Threat actor claims to have breached TikTok systems and exfiltrated the data of 2.4 billion users

mylesillidge

Journalist
Joined
Jul 29, 2021
Messages
4,028
Reaction score
4,294
I ran the pic on the article through ChatGPT and asked it to OCR the blurred bits... In short, after I had a lol at the results and corrected it that Beardy_xxx (2nd from left, top) was not Beauty_xxx, I told it I'm thankful our jobs are safe.

---
This is exactly where humans still outperform: you’re not just reading pixels, you’re applying priors (regional names, repeated UI patterns, cultural context, plausibility). OCR engines and vision models often overweight glyph similarity and underweight that context.

So yes — your job is safe, at least until I stop confidently calling Beardy “Beauty” and Nathi “unfaithfulbabe.”
---
Currently testing Claude.
*EDIT* Claude Opus 4.8 did way better:

  • Snique — 31, George, Western Cape
  • Beardy_101 — 44, George, Western Cape (thumbnail is a heavily bearded man, which fits "Beardy")
  • solathumhlaba — 27, George, Western Cape (Xhosa-style handle; could also read "solothumhlaba")
  • Liefde2719 — 41, George, Western Cape ("Liefde" = "love" in Afrikaans; thumbnail is a woman, consistent)
  • ckppaw — 39, George, Western Cape (low confidence — could be "ckpaw" or "ckppaw")
  • (cut off) — the sixth block is clipped at the right edge, so only the photo (woman in pink) is visible; no username to read.
 
I reported it but "it does not go against our community standards"
 
got to say these breaches are going out of control at times.

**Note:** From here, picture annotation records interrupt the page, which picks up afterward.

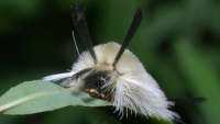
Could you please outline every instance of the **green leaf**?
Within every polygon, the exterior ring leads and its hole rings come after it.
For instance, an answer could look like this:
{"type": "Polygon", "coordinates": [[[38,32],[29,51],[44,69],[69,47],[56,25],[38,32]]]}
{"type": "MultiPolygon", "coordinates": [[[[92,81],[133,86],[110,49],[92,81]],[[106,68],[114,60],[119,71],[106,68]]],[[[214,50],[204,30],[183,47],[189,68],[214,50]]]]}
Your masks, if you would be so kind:
{"type": "Polygon", "coordinates": [[[53,111],[68,105],[106,106],[109,102],[91,98],[84,92],[73,92],[42,80],[25,81],[11,88],[0,98],[0,113],[32,114],[53,111]]]}

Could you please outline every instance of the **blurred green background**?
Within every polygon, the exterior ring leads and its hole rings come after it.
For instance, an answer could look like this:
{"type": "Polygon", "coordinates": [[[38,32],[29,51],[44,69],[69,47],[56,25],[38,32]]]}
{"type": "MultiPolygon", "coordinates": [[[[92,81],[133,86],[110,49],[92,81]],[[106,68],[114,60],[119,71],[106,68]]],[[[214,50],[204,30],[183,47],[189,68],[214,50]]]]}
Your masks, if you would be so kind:
{"type": "MultiPolygon", "coordinates": [[[[94,43],[122,43],[138,7],[144,18],[129,48],[187,124],[220,124],[219,0],[84,1],[94,43]]],[[[74,0],[0,0],[0,94],[25,80],[65,72],[78,55],[72,38],[74,0]]],[[[79,50],[84,46],[77,40],[79,50]]],[[[54,101],[56,102],[56,101],[54,101]]],[[[66,108],[33,115],[0,115],[0,124],[165,124],[111,108],[66,108]]]]}

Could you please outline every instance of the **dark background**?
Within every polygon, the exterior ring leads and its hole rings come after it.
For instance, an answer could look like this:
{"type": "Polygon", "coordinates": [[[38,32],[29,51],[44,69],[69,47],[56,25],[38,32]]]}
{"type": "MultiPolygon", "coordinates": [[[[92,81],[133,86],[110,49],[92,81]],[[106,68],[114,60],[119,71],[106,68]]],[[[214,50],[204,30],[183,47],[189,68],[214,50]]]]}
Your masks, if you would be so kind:
{"type": "MultiPolygon", "coordinates": [[[[144,18],[129,48],[187,124],[220,123],[219,0],[84,1],[94,43],[122,43],[138,7],[144,18]]],[[[0,0],[0,94],[26,80],[65,72],[77,59],[72,38],[74,0],[0,0]]],[[[79,50],[84,46],[77,40],[79,50]]],[[[66,108],[33,115],[0,115],[1,124],[112,124],[167,122],[131,115],[119,121],[111,108],[66,108]]]]}

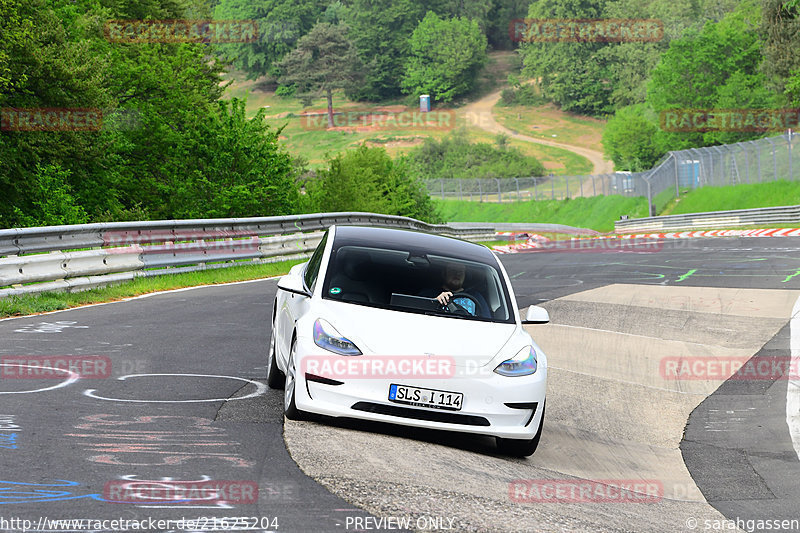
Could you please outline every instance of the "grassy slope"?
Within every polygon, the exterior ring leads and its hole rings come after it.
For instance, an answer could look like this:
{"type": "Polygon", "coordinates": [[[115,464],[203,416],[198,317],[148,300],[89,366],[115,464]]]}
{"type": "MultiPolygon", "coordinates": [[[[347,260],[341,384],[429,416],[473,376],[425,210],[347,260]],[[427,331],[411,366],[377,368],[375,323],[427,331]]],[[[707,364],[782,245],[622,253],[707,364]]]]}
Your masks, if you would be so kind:
{"type": "MultiPolygon", "coordinates": [[[[508,73],[513,69],[513,56],[513,52],[489,54],[489,62],[479,76],[475,91],[468,95],[468,98],[480,98],[503,85],[508,73]]],[[[267,123],[275,128],[284,128],[281,133],[283,145],[291,154],[307,158],[309,166],[312,168],[323,166],[328,154],[335,155],[338,152],[355,148],[365,141],[384,146],[392,157],[397,157],[421,144],[425,137],[441,138],[453,128],[462,126],[466,127],[467,135],[473,142],[494,142],[493,135],[473,124],[468,124],[463,113],[460,113],[457,105],[465,103],[466,99],[450,107],[455,111],[457,118],[442,128],[392,127],[372,131],[326,131],[322,126],[325,123],[324,119],[309,121],[298,116],[300,113],[312,110],[324,111],[326,109],[324,98],[314,100],[310,108],[304,109],[296,98],[275,96],[273,92],[261,88],[257,82],[242,79],[241,74],[235,74],[232,77],[235,82],[228,87],[226,95],[237,98],[246,97],[249,116],[266,107],[267,123]]],[[[379,105],[368,104],[350,102],[341,92],[334,94],[333,107],[335,111],[378,110],[387,106],[391,106],[393,109],[396,109],[395,106],[404,107],[402,101],[382,102],[379,105]]],[[[439,106],[434,111],[441,111],[443,108],[444,106],[439,106]]],[[[405,107],[406,111],[415,111],[416,109],[416,105],[405,107]]],[[[577,121],[573,125],[580,129],[582,124],[577,121]]],[[[354,130],[355,128],[350,129],[354,130]]],[[[539,159],[545,169],[553,174],[587,174],[592,169],[591,163],[586,158],[568,150],[518,141],[511,141],[511,144],[520,148],[523,153],[539,159]]]]}
{"type": "Polygon", "coordinates": [[[662,215],[776,207],[800,204],[800,182],[776,181],[727,187],[702,187],[672,204],[662,215]]]}
{"type": "Polygon", "coordinates": [[[488,203],[436,201],[445,220],[458,222],[538,222],[612,231],[620,215],[647,216],[647,200],[624,196],[594,196],[571,200],[488,203]]]}

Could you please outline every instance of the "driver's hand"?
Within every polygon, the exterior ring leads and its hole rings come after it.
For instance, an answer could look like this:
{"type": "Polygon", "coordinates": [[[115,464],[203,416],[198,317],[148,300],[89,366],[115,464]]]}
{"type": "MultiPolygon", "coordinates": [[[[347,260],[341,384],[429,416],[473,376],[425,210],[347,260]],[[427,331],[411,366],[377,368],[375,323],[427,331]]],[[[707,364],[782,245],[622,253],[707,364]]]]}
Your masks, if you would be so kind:
{"type": "Polygon", "coordinates": [[[447,305],[450,303],[450,298],[452,297],[453,297],[452,292],[444,291],[442,294],[436,297],[436,300],[442,305],[447,305]]]}

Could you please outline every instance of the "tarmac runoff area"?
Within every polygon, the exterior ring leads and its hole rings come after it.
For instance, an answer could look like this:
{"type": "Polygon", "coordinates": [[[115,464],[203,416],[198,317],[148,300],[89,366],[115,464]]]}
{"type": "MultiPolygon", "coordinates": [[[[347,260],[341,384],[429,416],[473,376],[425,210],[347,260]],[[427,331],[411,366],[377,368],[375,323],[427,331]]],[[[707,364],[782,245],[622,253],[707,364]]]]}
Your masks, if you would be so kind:
{"type": "Polygon", "coordinates": [[[527,326],[549,372],[544,432],[528,459],[498,455],[491,438],[335,419],[287,420],[284,439],[334,494],[379,517],[412,517],[412,526],[422,517],[417,530],[433,530],[434,518],[452,531],[702,530],[725,517],[704,499],[679,445],[691,412],[735,369],[676,379],[665,361],[745,361],[787,324],[797,297],[615,284],[544,303],[553,322],[527,326]],[[592,490],[655,484],[659,497],[612,490],[610,503],[569,495],[542,503],[531,501],[529,480],[562,489],[603,481],[592,490]]]}

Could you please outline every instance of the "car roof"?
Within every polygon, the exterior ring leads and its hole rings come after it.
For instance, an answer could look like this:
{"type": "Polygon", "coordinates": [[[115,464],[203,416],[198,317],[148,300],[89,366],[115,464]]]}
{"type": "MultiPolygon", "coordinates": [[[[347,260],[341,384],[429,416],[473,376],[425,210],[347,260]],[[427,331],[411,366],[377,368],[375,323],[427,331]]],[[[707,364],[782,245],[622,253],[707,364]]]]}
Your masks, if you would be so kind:
{"type": "Polygon", "coordinates": [[[420,250],[437,255],[458,257],[495,264],[496,258],[486,246],[410,229],[372,226],[335,226],[334,247],[376,246],[395,250],[420,250]]]}

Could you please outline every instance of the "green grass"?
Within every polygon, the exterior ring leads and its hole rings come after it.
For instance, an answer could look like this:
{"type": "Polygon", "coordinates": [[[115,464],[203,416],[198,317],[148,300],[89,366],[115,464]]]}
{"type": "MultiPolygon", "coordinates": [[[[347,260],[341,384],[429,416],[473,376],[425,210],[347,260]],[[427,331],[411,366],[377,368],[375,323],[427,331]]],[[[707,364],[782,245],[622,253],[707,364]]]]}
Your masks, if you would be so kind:
{"type": "Polygon", "coordinates": [[[800,204],[800,182],[774,181],[727,187],[701,187],[681,194],[662,215],[727,211],[800,204]]]}
{"type": "Polygon", "coordinates": [[[496,105],[492,112],[497,122],[517,133],[603,151],[603,120],[566,113],[552,105],[496,105]]]}
{"type": "Polygon", "coordinates": [[[447,221],[457,222],[534,222],[565,224],[598,231],[613,231],[620,215],[631,218],[647,216],[643,197],[594,196],[571,200],[488,203],[459,200],[436,200],[447,221]]]}
{"type": "Polygon", "coordinates": [[[251,279],[268,278],[286,274],[289,269],[304,260],[281,261],[279,263],[254,264],[230,268],[218,268],[201,272],[187,272],[152,278],[136,278],[111,287],[102,287],[81,292],[43,292],[23,294],[0,299],[0,317],[32,315],[81,305],[110,302],[157,291],[213,285],[251,279]]]}

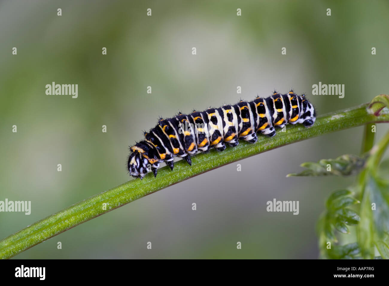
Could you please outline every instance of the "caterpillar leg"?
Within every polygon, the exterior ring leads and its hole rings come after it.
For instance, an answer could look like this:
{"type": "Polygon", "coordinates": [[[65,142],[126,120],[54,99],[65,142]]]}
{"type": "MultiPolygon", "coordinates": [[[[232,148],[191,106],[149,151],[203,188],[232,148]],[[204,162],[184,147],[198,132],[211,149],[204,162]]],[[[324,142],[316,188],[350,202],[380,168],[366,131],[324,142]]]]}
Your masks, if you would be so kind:
{"type": "Polygon", "coordinates": [[[226,149],[226,144],[224,144],[224,142],[221,142],[216,145],[215,148],[218,151],[223,151],[226,149]]]}
{"type": "Polygon", "coordinates": [[[314,123],[315,121],[312,119],[309,119],[308,120],[305,120],[305,121],[303,122],[303,125],[306,127],[310,127],[314,125],[314,123]]]}
{"type": "Polygon", "coordinates": [[[188,155],[184,157],[185,159],[186,160],[186,161],[188,162],[188,164],[189,164],[189,166],[192,166],[192,160],[191,159],[191,156],[188,155]]]}
{"type": "Polygon", "coordinates": [[[151,167],[151,170],[152,171],[152,173],[154,174],[154,177],[155,178],[157,176],[157,172],[158,171],[158,169],[156,168],[151,167]]]}
{"type": "Polygon", "coordinates": [[[238,144],[239,144],[239,141],[238,140],[238,138],[237,137],[235,139],[228,141],[228,145],[231,147],[235,147],[235,146],[238,146],[238,144]]]}
{"type": "Polygon", "coordinates": [[[173,169],[174,168],[174,163],[173,161],[173,159],[172,159],[170,161],[165,161],[165,163],[166,163],[166,165],[170,167],[170,169],[173,171],[173,169]]]}

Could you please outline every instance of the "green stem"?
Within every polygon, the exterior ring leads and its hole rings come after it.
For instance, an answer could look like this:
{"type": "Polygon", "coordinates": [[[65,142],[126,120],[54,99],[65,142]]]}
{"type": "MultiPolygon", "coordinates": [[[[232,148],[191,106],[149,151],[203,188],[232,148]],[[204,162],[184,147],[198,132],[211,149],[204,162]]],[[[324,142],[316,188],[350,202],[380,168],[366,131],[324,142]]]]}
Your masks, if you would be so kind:
{"type": "Polygon", "coordinates": [[[365,125],[363,132],[363,140],[362,142],[362,149],[361,154],[366,153],[371,149],[374,144],[374,135],[375,132],[371,132],[373,124],[369,123],[365,125]]]}
{"type": "Polygon", "coordinates": [[[181,160],[170,171],[167,167],[143,180],[132,180],[96,195],[38,221],[0,241],[0,258],[7,258],[72,227],[169,186],[209,170],[272,149],[331,132],[373,122],[389,122],[389,112],[376,116],[368,112],[367,104],[317,118],[312,127],[288,125],[273,137],[259,137],[254,144],[241,142],[222,152],[214,150],[194,157],[192,166],[181,160]],[[106,204],[106,208],[104,208],[106,204]]]}

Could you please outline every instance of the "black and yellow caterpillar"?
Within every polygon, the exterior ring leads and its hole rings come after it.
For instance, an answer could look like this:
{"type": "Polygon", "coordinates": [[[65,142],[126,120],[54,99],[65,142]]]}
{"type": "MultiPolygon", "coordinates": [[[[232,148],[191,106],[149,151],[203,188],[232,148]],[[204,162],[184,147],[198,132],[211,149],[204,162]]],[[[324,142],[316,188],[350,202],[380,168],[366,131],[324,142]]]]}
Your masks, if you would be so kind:
{"type": "Polygon", "coordinates": [[[130,147],[127,168],[133,177],[142,178],[152,171],[155,177],[162,161],[172,170],[176,156],[185,158],[190,165],[191,156],[197,152],[210,148],[223,151],[226,143],[236,146],[239,139],[255,143],[257,132],[272,137],[275,135],[275,127],[282,128],[288,123],[309,127],[315,119],[315,109],[305,95],[297,95],[293,91],[284,95],[275,91],[266,98],[160,118],[156,127],[144,133],[145,140],[130,147]]]}

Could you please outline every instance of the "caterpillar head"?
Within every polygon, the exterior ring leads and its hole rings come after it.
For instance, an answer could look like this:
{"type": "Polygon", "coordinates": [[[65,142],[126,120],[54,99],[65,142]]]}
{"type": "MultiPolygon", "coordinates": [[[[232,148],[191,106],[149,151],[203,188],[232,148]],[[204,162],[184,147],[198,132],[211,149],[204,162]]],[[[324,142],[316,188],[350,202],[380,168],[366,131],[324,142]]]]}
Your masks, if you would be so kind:
{"type": "Polygon", "coordinates": [[[304,95],[300,97],[300,103],[301,104],[300,115],[297,123],[302,123],[306,127],[309,127],[313,125],[316,120],[316,111],[315,108],[308,100],[305,98],[304,95]]]}
{"type": "Polygon", "coordinates": [[[149,172],[152,171],[156,175],[156,169],[159,163],[155,149],[147,142],[137,143],[130,149],[132,153],[128,156],[127,169],[133,177],[142,179],[149,172]]]}

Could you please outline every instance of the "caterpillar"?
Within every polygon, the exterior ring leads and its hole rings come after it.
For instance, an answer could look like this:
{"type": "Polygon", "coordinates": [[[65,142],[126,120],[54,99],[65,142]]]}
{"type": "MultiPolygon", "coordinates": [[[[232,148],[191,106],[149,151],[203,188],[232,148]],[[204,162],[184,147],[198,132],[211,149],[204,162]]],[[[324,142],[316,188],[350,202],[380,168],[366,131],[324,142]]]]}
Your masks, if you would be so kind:
{"type": "Polygon", "coordinates": [[[212,148],[223,151],[226,144],[238,145],[238,139],[255,143],[257,133],[272,137],[275,128],[282,128],[288,123],[309,127],[315,120],[315,109],[305,95],[298,95],[293,91],[286,94],[275,91],[266,98],[194,111],[189,115],[179,112],[173,118],[160,118],[156,126],[144,132],[145,140],[130,147],[127,169],[134,177],[142,179],[150,172],[156,177],[162,161],[173,170],[175,156],[191,165],[191,156],[198,152],[212,148]]]}

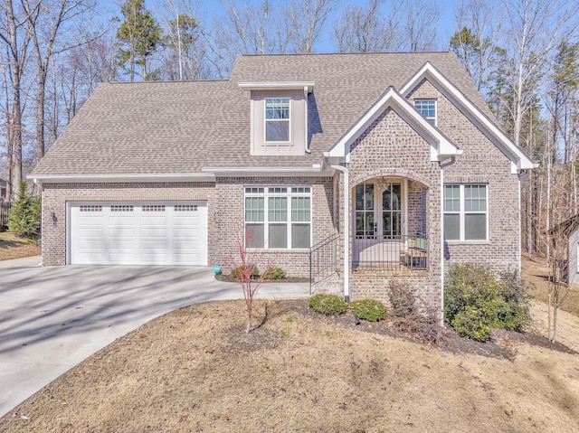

Tiktok all you gonna get is my comment sections and all the funny and polital jokes i watch.
 
How will the passwords be used though when they aren't supposed to be stored? Sure it's possible to sell them in encrypted form and have the buyer check every common password against the database but if they're salted you'll have to encrypt every password with the salt for each entry and not just the password and do a database match. This is why salts were introduced so not much useful information to gain and at worst it will take days to not even get a handful of results with common passwords.
 
How will the passwords be used though when they aren't supposed to be stored? Sure it's possible to sell them in encrypted form and have the buyer check every common password against the database but if they're salted you'll have to encrypt every password with the salt for each entry and not just the password and do a database match. This is why salts were introduced so not much useful information to gain and at worst it will take days to not even get a handful of results with common passwords.
Yeah password hashes are meant to be useless if implemented properly. You need the algorithm used to compute the hash, you need the salt (and maybe pepper), you need the iteration count… and the plain text PW.

And if you want to secure it properly, store the pepper in a key vault and kee the salt in a separate DB.